(Note: I first want to congratulate all the writers that contribute to River Hills Traveler for all the good stories and entertainment I have gotten from them in the past. Thank you.)

Back when I was a kid we were outdoors and camped a lot. Jack Lilly was an integral part of my growing up.

Jack and his dad, Chuck, belonged to the same Boy Scout troop my brother and I did and we all went together.

One weekend the troop camped near a quarry; you know, it is always more fun as a kid to be near water.

One afternoon I was walking on the bluff above the quarry lake and it was a long drop to the swimming dock below. There was Jack, standing on the dock looking into the clear water.  

Well, since there was water and there were rocks, and there was one of my friends near the water, I had to see if I could startle him by throwing a rock into the water.

I must say I did a perfect job of aiming and throwing that rock. After I let go of the rock I could tell it would come close to the dock.

Now, if you have ever heard a rock enter the water from falling a distance, gravity acting on it the whole way, you would know that it doesn’t make just a splash, it’s kind of like a whoosh.

The rock entered the water perfectly about fifteen feet from the dock that Jack was standing on. Jack was actually looking in the opposite direction when the rock whooshed into the water and it made him flinch and snap his neck around.

As Jack whirled around in surprise I could hardly contain myself. Even though I was a great distance above the dock and about one hundred feet from the edge of the water, I was afraid that Jack would hear me laughing and snorting with excitement.
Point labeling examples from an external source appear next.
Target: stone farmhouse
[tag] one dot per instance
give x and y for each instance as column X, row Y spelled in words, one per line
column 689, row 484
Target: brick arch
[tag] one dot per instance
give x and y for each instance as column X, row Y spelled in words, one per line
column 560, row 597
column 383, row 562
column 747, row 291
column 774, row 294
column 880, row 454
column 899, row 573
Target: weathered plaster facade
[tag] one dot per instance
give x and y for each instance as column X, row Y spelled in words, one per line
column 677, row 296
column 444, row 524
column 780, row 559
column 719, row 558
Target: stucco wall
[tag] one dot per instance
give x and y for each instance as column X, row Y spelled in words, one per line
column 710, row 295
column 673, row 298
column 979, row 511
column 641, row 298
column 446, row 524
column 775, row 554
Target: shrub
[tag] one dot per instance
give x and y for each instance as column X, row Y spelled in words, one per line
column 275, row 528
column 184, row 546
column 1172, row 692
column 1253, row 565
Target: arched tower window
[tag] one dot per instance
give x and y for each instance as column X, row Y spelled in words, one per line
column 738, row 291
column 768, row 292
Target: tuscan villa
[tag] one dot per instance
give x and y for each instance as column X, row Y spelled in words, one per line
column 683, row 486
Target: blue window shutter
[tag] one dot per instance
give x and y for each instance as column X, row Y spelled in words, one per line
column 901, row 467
Jack stayed and looked at the water where the rings were emanating from then walked to the other side of the dock where he was standing before. I just could not contain myself; I had to throw another rock.

Even though these rocks were about an inch in diameter, they flew great and entered with a perfect whoosh. I pitched another rock over the bluff and watched it enter almost exactly in the same place.

Jack spun and rushed over to the sound and found more wave rings and nothing else. By this time I knew Jack could hear my cackling above on the bluff, but he continued peering into the clear blue quarry water.

Bob Brennecke

Jack looked in that same spot for such a long time and even stretched out on his stomach, put his chin on his hands and was going to stay there until that noise would happen again.

I guess I could have thrown another rock while he was watching, because he would not have been able to see the rock before it entered the water, but I waited. It seemed like forever before Jack got up and started walking off the dock.

I just wanted one more throw to keep him there and then I would go down and ask him what he was doing on the dock.

As Jack took his second step away from the edge of the dock, he spun around as I threw the third rock. The instant the rock left my hand, and Jack had turned to go back to the edge of the dock, I had a bad feeling about the trajectory of that third rock.

As the rock made its parabolic path I could see that the rock might hit the dock. Now Jack was walking toward the edge of the dock, and the rock looked like it might clear the end of the dock, but Jack intercepted the long arch and the rock made a bad sound as it bounced off his head.

Jack fell to the wooden dock holding his head. I know it had to hurt even though he was wearing a cap

Boy, did I feel bad after whacking Jack in the head with that rock.

After all, Jack was the friend my brother volunteered to lower into a deep pit cave. Jack was with me on the Huzzah River when we got lost in that cave. Jack was one our friends that rode bikes down to the Mississippi River and went swimming.

One of my best friends was hurt because of me and all I could say was man, that’s quite a knot on your head when I got back to camp. He walked around with a chunk of ice for a while and then it looked like he forgot about it.

Now, as a Boy Scout, there are a multitude of ways a guy could get a knot on his head, and I knew it. I just walked away and planned how to tell Jack I threw the stone.

This secret bothered me for more than 37 years, until Jack came back from California for his father’s funeral. The evening of visitation Jack was reminiscing about all the camping trips we went on and all the trouble we got into.

This, I thought, would be a good time to clear my mind of the terrible travesty that was done to Jack many years earlier. I started by asking Jack if he remembered that cool quarry we camped at when we were growing up, and Jack said he remembered.

I continued by asking if he remembered that he got hit in the head with a rock while standing on a dock that same camping trip? The time passed so very slowly while he stood in front of me, staring at me, thinking back at that event.

Jack finally knew that I was the one who bounced that rock off his head many years earlier.

I started to sweat. I could feel myself flush and get hot. Was Jack going to finally get revenge and punch me? It was out! I was glad! After 37 years the truth was out and I felt better! If he punched me I deserved it.

Then, Jack said, “I was wondering what happened that morning on the dock,” as a smile came over his face.

As I stood in front of Jack, he said, “I ought to get even with you for that move, but I won’t, thanks for telling me.”

Jack has since passed, as well as many of my Scouting and camping friends but I still have the memories. The truth did set me free and after all those many years, I can think back on that accident and memories positively instead of getting a lump in my stomach.

Some lessons are hard when growing up, and even to this day I remember that stupid move on my part.